Retrieving Full Wikipedia Page Data

In order to get the contents, categories, coordinates, images, links and other metadata of a Wikipedia page, we must first get the Wikipedia page object or the page ID for the page. To do this, the page() method is used with page the title passed as an argument to the method.

Look at the following example:

wikipedia.page("Ubuntu")  

This method call will return a WikipediaPage object, which we'll explore more in the next few sections.

Extracting Metadata of a Page

To get the complete plain text content of a Wikipedia page (excluding images, tables, etc.), we can use the content attribute of the page object.

print(wikipedia.page("Python").content)  

Output:

Python is an interpreted, high-level, general-purpose programming language. Created by Guido van Rossum and first released in 1991, Python's design philosophy emphasizes code readability with its notable use of significant whitespace. Its language constructs and object-oriented approach aims to help programmers write clear, logical code for small and large-scale projects.Python is dynamically typed and garbage-collected. It supports multiple programming paradigms, including procedural, object-oriented, and  functional programming. Python is often described as a "batteries included" language due to its comprehensive standard library.Python was conceived in the late 1980s as a successor to the ABC language. Python 2.0, released 2000, introduced features like list comprehensions and a garbage collection system capable of collecting reference cycles.  
...

Similarly, we can get the URL of the page using the url attribute:

print(wikipedia.page("Python").url)  

Output:

https://en.wikipedia.org/wiki/Python_(programming_language)  

We can get the URLs of external links on a Wikipedia page by using the references property of the WikipediaPage object.

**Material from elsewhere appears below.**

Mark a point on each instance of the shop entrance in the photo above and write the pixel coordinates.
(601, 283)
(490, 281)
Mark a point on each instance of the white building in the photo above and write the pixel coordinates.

print(wikipedia.page("Python").references)  

Output:

[u'http://www.computerworld.com.au/index.php/id;66665771', u'http://neopythonic.blogspot.be/2009/04/tail-recursion-elimination.html', u'http://www.amk.ca/python/writing/gvr-interview', u'http://cdsweb.cern.ch/journal/CERNBulletin/2006/31/News%20Articles/974627?ln=en', u'http://www.2ality.com/2013/02/javascript-influences.html', ...]

The title property of the WikipediaPage object can be used to we extract the title of the page.

print(wikipedia.page("Python").title)  

Output:

Python (programming language)  

Similarly, the categories attribute can be used to get the list of categories of a Wikipedia page:

print(wikipedia.page("Python").categories)  

Output

['All articles containing potentially dated statements', 'Articles containing potentially dated statements from August 2016', 'Articles containing potentially dated statements from December 2018', 'Articles containing potentially dated statements from March 2018', 'Articles with Curlie links', 'Articles with short description', 'Class-based programming languages', 'Computational notebook', 'Computer science in the Netherlands', 'Cross-platform free software', 'Cross-platform software', 'Dutch inventions', 'Dynamically typed programming languages', 'Educational programming languages', 'Good articles', 'High-level programming languages', 'Information technology in the Netherlands', 'Object-oriented programming languages', 'Programming languages', 'Programming languages created in 1991', 'Python (programming language)', 'Scripting languages', 'Text-oriented programming languages', 'Use dmy dates from August 2015', 'Wikipedia articles with BNF identifiers', 'Wikipedia articles with GND identifiers', 'Wikipedia articles with LCCN identifiers', 'Wikipedia articles with SUDOC identifiers']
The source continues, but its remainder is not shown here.